Дело свое надо правильно делать, жить по правде. Мы же сами знаем, что не доделали, не дорепетировали. Каждый знает.
— Каждый? Посмотрите, в наших деревнях мужики в беспробудном пьянстве лежат и встать не могут. Каждый?
— Не мое дело, — отмахивается он, и возвращает иглу на пластинку.
— Не мое? Это — моя страна. И люди — наши.
— Повторяю, из отдельных клеток все складывается.
— И вы не хотите обращать внимание на те клеточки, которые тонут?
— Обращая внимание на те клеточки, вы загубите свою.
— Я так не думаю.
— А закон такой.
— Неужели вы думаете, что, видя тонущего, человек должен стоять, смотреть и в это время думать о том, как бы душу свою спасти?
— Вы, не умея плавать, утонете. Реальную картину представьте. Тонет человек. А вам говорят — «Какая же ты немилосердная! Спаси другого!». А ты отвечаешь — «Тон-у-у», — говорит Мамонов и снова слышится слабый ручеек. — А ты говоришь: «Я плавать не умею…»
— Нужно научиться.
— Да, — вскидывается он. — Да, да! Абсолютно четкий ответ. Замечательный ответ. В десятку! — он говорит, как учитель, и мне приятно, что он меня хвалит. — Вся наша жизнь уходит на то, чтобы научиться переплыть. Церковь есть корабль. Мы в этом корабле — и только. Никаких трех дорог. Вся жизнь, если она настоящая, должна уходить на умение плавать. Потому что за гробом мы такие, какие придем. Чему не научимся, тому не научимся. Что нас мучило, то и будет мучить. Хочу курить. Если не успею победить, и там буду хотеть, а там нечего, но жечь будет также. Вот что такое муки вечные. На что я, дурак, себя обрекаю, выпивая пиво? Почему? А кто знает…
— Так постарайтесь еще.
— Я не алкоголик, не в этом дело. Дело в том, что душа моя хочет этих сластей. Если я десять лет терплю, но мне хочется выпить, я пьяница все равно. Бог хочет от нас качества наших душ. Смотря на себя, раз разговор обо мне, скажу, что не начато даже ничего.
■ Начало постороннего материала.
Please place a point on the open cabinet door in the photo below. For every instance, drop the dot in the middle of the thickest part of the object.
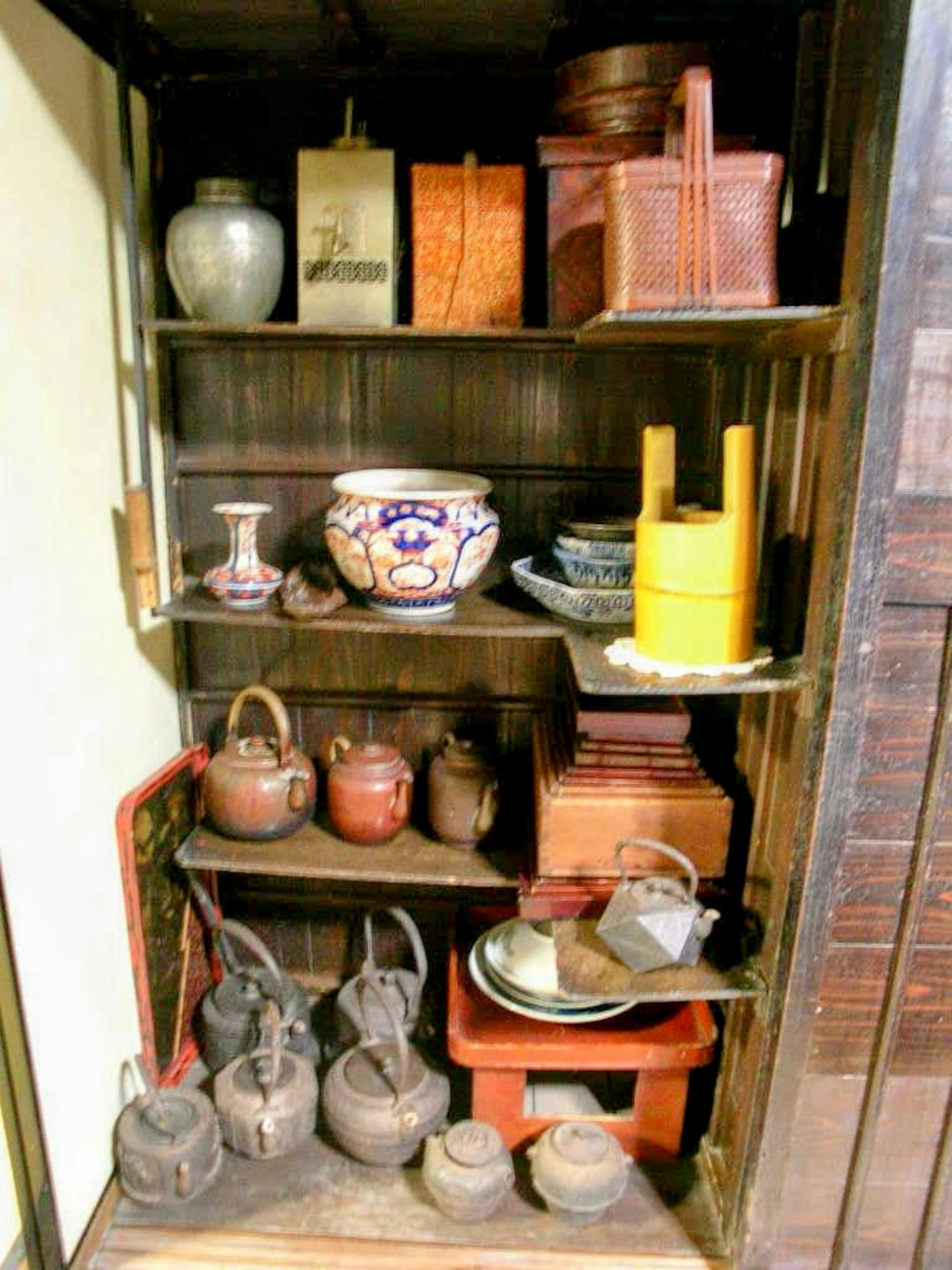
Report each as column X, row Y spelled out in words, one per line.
column 167, row 943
— Водка плоха в том случае, если напьешься и семью тиранишь. Три бутылки пива не при чем.
— Не плохи деньги, не плоха водка, плохо то, зачем и с какой мерой мы это используем. Если мы способны выпить пятьдесят граммов водки перед обедом, это на пользу. Но не двести пятьдесят вечером. Мой отец выпивал каждый день перед обедом, но для него это не было страстью и борьбой. Это же болезнь — алкоголизм. Душевная болезнь.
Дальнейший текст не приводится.